The default is k=3 per condition. Single-shot measurements are not accepted for contributed runs because boundary models can flip conclusions between k=1 and repeated trials.

Temperature

The default temperature is 0.0 to isolate prompt effects from sampling variance.

Evaluation

The harness extracts a Python function from the model response, executes it in a subprocess, and compares the printed representation of the result with the expected value.

Current Public Findings

The published summaries currently combine:

  • E9 specificity aggregates generated from 12 local/private run archives
  • four archived E15 context-budget runs
  • one archived E8 complexity run
  • one archived E7 format run
  • one archived E4 compression run

The public repo exposes the derived summaries and public rerun tooling for those experiment families, not the full raw archive itself. In the current public repo, E9 and E15 are source-complete, E7/E8 are published as comparable public experiment classes, and E4 remains summary-first until its compression layer is published independently.

Scope

In scope: prompt specificity, delimiter format, prompt complexity, prompt density versus length, compression sensitivity, and deterministic coding tasks.

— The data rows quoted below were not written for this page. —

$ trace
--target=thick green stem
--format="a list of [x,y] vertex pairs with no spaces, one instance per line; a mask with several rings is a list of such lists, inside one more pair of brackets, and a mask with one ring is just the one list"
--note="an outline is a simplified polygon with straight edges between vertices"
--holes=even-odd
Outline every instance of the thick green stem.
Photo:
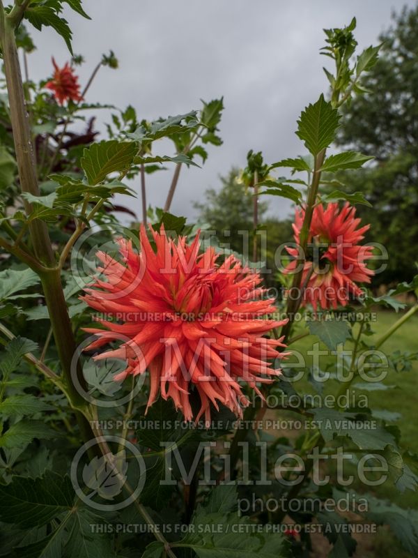
[[[24,8],[25,6],[24,3],[20,7]],[[3,3],[0,0],[0,40],[3,50],[10,121],[13,130],[20,188],[22,192],[38,196],[40,193],[39,186],[15,39],[15,18],[6,15]],[[30,215],[32,211],[31,204],[25,202],[25,209],[26,214]],[[86,401],[75,389],[71,377],[71,363],[76,347],[63,292],[60,269],[56,267],[56,262],[46,224],[43,221],[35,219],[29,225],[29,232],[35,253],[40,262],[37,262],[26,252],[20,253],[22,250],[20,250],[18,247],[13,246],[10,251],[17,257],[22,257],[22,260],[34,269],[40,277],[54,338],[62,367],[63,385],[70,404],[76,409],[82,435],[86,442],[93,437],[93,433],[87,419],[81,412],[82,409],[85,410],[86,407]],[[1,243],[7,249],[3,241]],[[40,262],[44,265],[42,266]],[[80,385],[84,388],[85,381],[79,367],[77,368],[77,374]]]
[[258,173],[254,171],[254,197],[253,199],[253,229],[254,229],[254,239],[253,239],[253,262],[256,262],[258,259],[258,246],[257,242],[257,227],[258,226]]
[[[29,117],[24,100],[13,20],[5,17],[3,6],[0,6],[0,12],[1,13],[0,37],[20,187],[22,192],[38,196],[40,192],[31,137]],[[24,203],[26,215],[29,215],[33,211],[32,206],[26,200]],[[35,219],[29,225],[29,229],[35,253],[38,257],[43,264],[53,265],[54,254],[46,224],[43,221]]]
[[303,276],[304,266],[306,261],[306,252],[308,246],[308,239],[309,237],[309,229],[311,227],[311,221],[312,220],[312,216],[314,214],[314,209],[315,207],[315,204],[316,203],[318,188],[320,181],[321,172],[320,169],[323,166],[325,158],[325,149],[323,149],[322,151],[320,151],[320,153],[318,153],[315,158],[315,167],[314,169],[312,181],[309,187],[309,192],[305,207],[303,224],[302,225],[299,237],[299,255],[297,259],[296,260],[296,269],[297,271],[293,276],[292,286],[290,289],[288,299],[286,314],[289,321],[281,330],[281,335],[284,335],[285,338],[287,338],[289,335],[292,328],[292,324],[295,318],[295,314],[296,312],[297,312],[302,299],[302,289],[300,287],[302,284],[302,278]]

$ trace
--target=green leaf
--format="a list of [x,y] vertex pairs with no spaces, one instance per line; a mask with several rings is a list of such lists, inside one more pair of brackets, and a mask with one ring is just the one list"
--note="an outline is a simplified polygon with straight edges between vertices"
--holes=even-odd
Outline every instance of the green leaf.
[[399,492],[404,492],[407,489],[415,492],[418,486],[418,477],[403,461],[401,453],[392,446],[387,446],[383,452],[383,457],[389,465],[391,477]]
[[20,421],[0,436],[0,447],[21,448],[30,444],[34,438],[47,439],[54,436],[56,432],[40,421]]
[[83,17],[86,17],[86,20],[91,20],[91,17],[83,10],[82,7],[82,0],[63,0],[63,1],[66,2],[75,12],[79,13]]
[[[111,538],[92,534],[91,525],[102,523],[103,518],[90,510],[79,508],[71,513],[68,522],[68,541],[65,556],[68,558],[116,558]],[[118,555],[123,556],[123,551]]]
[[164,550],[164,543],[155,541],[146,547],[141,558],[160,558]]
[[167,232],[176,232],[178,235],[180,235],[183,232],[185,224],[185,217],[178,217],[176,215],[164,211],[160,220],[153,224],[153,228],[159,231],[161,229],[161,225],[164,225]]
[[7,380],[12,372],[17,368],[20,361],[26,353],[36,351],[38,345],[30,339],[15,337],[6,347],[6,354],[0,361],[0,372],[3,379]]
[[355,192],[353,194],[347,194],[345,192],[341,192],[340,190],[334,190],[334,192],[324,196],[323,200],[327,204],[343,200],[344,202],[350,202],[350,204],[362,204],[363,205],[366,205],[368,207],[372,207],[371,204],[366,199],[362,192]]
[[4,269],[0,271],[0,300],[8,299],[12,294],[40,282],[39,277],[31,269]]
[[75,492],[68,476],[46,471],[41,478],[12,477],[0,485],[0,518],[22,527],[45,525],[72,507]]
[[6,418],[29,416],[53,409],[42,399],[29,393],[10,395],[0,403],[0,414]]
[[38,204],[44,207],[49,207],[52,209],[55,198],[56,197],[56,193],[55,192],[52,192],[47,196],[34,196],[32,194],[29,194],[29,192],[22,192],[22,197],[24,197],[30,204]]
[[[280,558],[286,555],[284,539],[281,534],[263,530],[261,526],[256,532],[250,528],[248,518],[240,518],[236,512],[229,513],[232,500],[236,506],[236,487],[220,485],[210,492],[206,506],[200,505],[194,514],[190,532],[172,548],[190,548],[199,558]],[[220,505],[220,507],[219,506]],[[222,529],[219,527],[222,525]],[[238,530],[237,530],[238,529]],[[154,545],[153,553],[157,557],[160,549]]]
[[200,115],[201,122],[209,129],[214,130],[221,121],[221,113],[224,110],[224,98],[213,99],[209,103],[202,100],[202,103],[203,108]]
[[44,25],[54,29],[65,41],[71,54],[73,54],[71,46],[72,32],[67,20],[60,17],[54,8],[49,6],[31,5],[26,10],[24,17],[38,31],[42,31]]
[[355,66],[355,73],[357,77],[362,72],[369,72],[378,61],[379,50],[381,45],[377,47],[370,46],[359,54]]
[[136,142],[141,143],[150,143],[162,137],[169,137],[176,134],[183,134],[190,132],[196,128],[199,122],[197,112],[192,110],[185,114],[177,114],[175,116],[169,116],[167,119],[160,119],[150,124],[141,124],[132,133],[127,134]]
[[291,199],[295,203],[299,203],[302,194],[298,190],[289,184],[284,184],[283,182],[275,180],[265,180],[258,183],[258,186],[268,186],[267,190],[259,192],[259,195],[268,194],[273,196],[280,196]]
[[309,105],[301,114],[296,134],[316,156],[334,141],[340,118],[336,109],[321,94],[314,105]]
[[45,538],[14,548],[17,558],[61,558],[65,531],[59,527]]
[[100,142],[84,149],[81,165],[88,182],[95,186],[111,172],[123,173],[132,165],[138,151],[134,142]]
[[4,190],[13,183],[17,171],[15,158],[4,146],[0,146],[0,190]]
[[345,151],[327,157],[320,168],[323,172],[336,172],[346,169],[359,169],[367,161],[374,159],[358,151]]
[[189,157],[183,153],[175,155],[173,157],[169,157],[167,155],[155,155],[150,156],[149,157],[141,157],[138,156],[135,157],[134,163],[135,165],[149,165],[149,163],[185,163],[186,165],[192,165],[193,167],[198,167]]
[[302,157],[297,157],[296,159],[282,159],[278,163],[274,163],[270,165],[270,169],[277,169],[279,167],[288,167],[294,169],[295,170],[304,170],[307,172],[311,172],[312,169],[308,165],[307,162],[302,159]]
[[345,320],[315,320],[309,322],[308,327],[311,333],[318,337],[332,351],[351,336],[351,329]]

Out of scope: human preference, safety evaluation, multi-turn chat dynamics, image/audio tasks, and general capability ranking.

Limitations

  • Most currently published findings are derived from private/local archived runs rather than raw per-trial dumps committed to the repo.
  • The current site reports point estimates and source counts, not confidence intervals.
  • Experiment family coverage is still uneven: E9 and E15 are source-complete in the public repo, E7/E8 are runnable as comparable public sweeps, and E4 is still summary-first while the older archived families catch up.